Open MPI logo

Open MPI Development Mailing List Archives

  |   Home   |   Support   |   FAQ   |   all Development mailing list

Subject: [OMPI devel] make check fails for Intel 2011.6.233 (OpenMPI 1.4.3)
From: Larry Baker (baker_at_[hidden])
Date: 2011-10-07 14:08:36


I ran into a problem this past week trying to upgrade our OpenMPI
1.4.3 for the latest Intel 2011 compiler, 2011.6.233.
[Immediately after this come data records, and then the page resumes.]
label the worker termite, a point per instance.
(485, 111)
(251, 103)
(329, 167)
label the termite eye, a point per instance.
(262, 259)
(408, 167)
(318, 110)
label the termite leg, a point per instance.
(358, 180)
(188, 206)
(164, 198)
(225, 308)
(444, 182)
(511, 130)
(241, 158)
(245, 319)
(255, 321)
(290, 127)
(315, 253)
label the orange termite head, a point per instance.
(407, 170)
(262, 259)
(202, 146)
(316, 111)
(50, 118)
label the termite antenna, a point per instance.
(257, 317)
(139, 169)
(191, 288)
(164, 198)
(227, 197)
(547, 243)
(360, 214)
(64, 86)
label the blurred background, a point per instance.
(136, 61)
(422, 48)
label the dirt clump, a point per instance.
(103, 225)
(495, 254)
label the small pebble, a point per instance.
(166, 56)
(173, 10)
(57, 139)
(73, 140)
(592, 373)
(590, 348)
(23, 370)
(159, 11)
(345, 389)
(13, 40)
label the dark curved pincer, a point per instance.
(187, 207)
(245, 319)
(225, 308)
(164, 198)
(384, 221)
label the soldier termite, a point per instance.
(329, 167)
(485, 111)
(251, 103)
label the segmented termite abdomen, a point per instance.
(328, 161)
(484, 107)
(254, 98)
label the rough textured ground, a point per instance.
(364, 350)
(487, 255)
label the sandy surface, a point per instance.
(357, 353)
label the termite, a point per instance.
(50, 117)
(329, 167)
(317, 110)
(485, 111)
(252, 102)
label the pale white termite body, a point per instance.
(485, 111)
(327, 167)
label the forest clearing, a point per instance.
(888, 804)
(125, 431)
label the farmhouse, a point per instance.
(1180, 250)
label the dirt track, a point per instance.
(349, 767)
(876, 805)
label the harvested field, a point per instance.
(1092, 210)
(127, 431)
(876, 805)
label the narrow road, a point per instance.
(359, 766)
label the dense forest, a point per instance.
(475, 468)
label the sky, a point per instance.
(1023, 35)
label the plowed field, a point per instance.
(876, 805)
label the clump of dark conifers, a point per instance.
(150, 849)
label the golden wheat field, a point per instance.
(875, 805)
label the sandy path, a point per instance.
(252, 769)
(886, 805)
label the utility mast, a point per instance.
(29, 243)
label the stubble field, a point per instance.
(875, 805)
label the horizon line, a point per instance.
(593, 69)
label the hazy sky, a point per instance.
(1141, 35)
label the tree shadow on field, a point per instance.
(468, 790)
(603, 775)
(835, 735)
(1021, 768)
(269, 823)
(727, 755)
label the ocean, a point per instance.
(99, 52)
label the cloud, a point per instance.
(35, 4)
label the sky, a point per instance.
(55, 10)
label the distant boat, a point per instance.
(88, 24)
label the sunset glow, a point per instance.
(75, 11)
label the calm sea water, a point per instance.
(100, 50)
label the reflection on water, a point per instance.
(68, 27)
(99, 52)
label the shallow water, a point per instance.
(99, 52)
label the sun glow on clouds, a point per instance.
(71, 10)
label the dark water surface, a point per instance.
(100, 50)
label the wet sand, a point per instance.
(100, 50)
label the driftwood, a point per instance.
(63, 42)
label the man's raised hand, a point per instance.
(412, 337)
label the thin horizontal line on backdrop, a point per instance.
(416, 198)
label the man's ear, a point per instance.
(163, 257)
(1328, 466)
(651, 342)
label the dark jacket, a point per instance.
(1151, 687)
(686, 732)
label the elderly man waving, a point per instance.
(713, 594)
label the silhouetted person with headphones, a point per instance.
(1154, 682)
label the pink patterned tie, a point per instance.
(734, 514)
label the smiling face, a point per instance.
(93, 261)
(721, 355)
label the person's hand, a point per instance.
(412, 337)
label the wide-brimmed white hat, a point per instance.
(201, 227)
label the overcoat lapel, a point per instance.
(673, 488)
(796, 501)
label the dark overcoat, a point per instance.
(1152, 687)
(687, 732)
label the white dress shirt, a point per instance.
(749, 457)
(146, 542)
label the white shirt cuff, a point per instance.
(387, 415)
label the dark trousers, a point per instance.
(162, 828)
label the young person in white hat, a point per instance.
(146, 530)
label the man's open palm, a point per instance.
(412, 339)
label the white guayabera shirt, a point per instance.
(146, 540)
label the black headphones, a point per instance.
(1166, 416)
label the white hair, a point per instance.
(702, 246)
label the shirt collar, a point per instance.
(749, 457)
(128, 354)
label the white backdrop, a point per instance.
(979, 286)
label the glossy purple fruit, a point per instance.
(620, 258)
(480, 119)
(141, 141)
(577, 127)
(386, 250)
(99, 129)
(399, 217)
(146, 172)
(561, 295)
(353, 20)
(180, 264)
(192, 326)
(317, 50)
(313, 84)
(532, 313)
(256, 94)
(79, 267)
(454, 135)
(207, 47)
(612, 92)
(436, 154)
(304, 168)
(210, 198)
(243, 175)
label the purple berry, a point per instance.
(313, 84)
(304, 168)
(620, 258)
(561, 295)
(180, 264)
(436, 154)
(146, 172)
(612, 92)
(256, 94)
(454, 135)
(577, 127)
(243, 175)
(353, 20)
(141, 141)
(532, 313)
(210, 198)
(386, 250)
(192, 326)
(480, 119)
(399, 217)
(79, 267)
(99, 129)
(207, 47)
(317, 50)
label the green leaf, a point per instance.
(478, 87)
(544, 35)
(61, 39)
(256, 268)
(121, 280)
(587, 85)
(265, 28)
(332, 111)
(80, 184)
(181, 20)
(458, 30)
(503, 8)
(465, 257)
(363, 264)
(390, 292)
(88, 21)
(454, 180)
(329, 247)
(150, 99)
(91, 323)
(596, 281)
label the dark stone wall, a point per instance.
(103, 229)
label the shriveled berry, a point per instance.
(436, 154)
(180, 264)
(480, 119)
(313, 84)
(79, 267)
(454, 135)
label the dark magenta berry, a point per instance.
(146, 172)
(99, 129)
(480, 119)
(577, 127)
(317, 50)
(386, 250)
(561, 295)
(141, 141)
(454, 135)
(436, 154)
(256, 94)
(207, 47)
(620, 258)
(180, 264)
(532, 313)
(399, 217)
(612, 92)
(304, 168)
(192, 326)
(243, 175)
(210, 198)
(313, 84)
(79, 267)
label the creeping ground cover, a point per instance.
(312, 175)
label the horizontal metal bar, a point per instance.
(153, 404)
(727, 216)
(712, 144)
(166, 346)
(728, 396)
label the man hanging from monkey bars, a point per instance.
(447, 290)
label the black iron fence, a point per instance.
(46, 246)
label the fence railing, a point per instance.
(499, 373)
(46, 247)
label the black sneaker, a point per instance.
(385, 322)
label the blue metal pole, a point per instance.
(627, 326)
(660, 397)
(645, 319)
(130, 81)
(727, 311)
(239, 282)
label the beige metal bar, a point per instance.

make check fails with Segmentation Fault errors:

> [root_at_hydra openmpi-1.4.3]# tail -20 ../openmpi-1.4.3-check-intel.
> 6.233.log
> /bin/sh ../../libtool --tag=CC --mode=link icc -DNDEBUG -g -O3 -
> finline-functions -fno-strict-aliasing -restrict -pthread -
> fvisibility=hidden -shared-intel -export-dynamic -shared-intel -o
> ddt_pack ddt_pack.o ../../ompi/libmpi.la -lnsl -lutil
> libtool: link: icc -DNDEBUG -g -O3 -finline-functions -fno-strict-
> aliasing -restrict -pthread -fvisibility=hidden -shared-intel -
> shared-intel -o .libs/ddt_pack ddt_pack.o -Wl,--export-
> dynamic ../../ompi/.libs/libmpi.so /usr/local/src/openmpi-1.4.3/
> orte/.libs/libopen-rte.so /usr/local/src/openmpi-1.4.3/opal/.libs/
> libopen-pal.so -ldl -lnsl -lutil -pthread -Wl,-rpath -Wl,/usr/local/
> lib
> make[3]: Leaving directory `/state/partition1/root/src/openmpi-1.4.3/
> test/datatype'
> make check-TESTS
> make[3]: Entering directory `/state/partition1/root/src/
> openmpi-1.4.3/test/datatype'
> /bin/sh: line 4: 6322 Segmentation fault ${dir}$tst
> FAIL: checksum
> /bin/sh: line 4: 6355 Segmentation fault ${dir}$tst
> FAIL: position
> ========================================================
> 2 of 2 tests failed
> Please report to http://www.open-mpi.org/community/help/
> ========================================================
> make[3]: *** [check-TESTS] Error 1
> make[3]: Leaving directory `/state/partition1/root/src/openmpi-1.4.3/
> test/datatype'
> make[2]: *** [check-am] Error 2
> make[2]: Leaving directory `/state/partition1/root/src/openmpi-1.4.3/
> test/datatype'
> make[1]: *** [check-recursive] Error 1
> make[1]: Leaving directory `/state/partition1/root/src/openmpi-1.4.3/
> test'
> make: *** [check-recursive] Error 1

Before trying to track down the problem, I thought I'd describe what I
see here in case someone recognizes what might be happening.

We have been using OpenMPI 1.4.3 compiled with the Intel 2011.3.174
compiler. I've updated the Intel 2011 compilers as they have come out
with new versions: 2011.4.191, 2011.5.220, and now 2011.6.233.
However, I've not recompiled OpenMPI 1.4.3 until now.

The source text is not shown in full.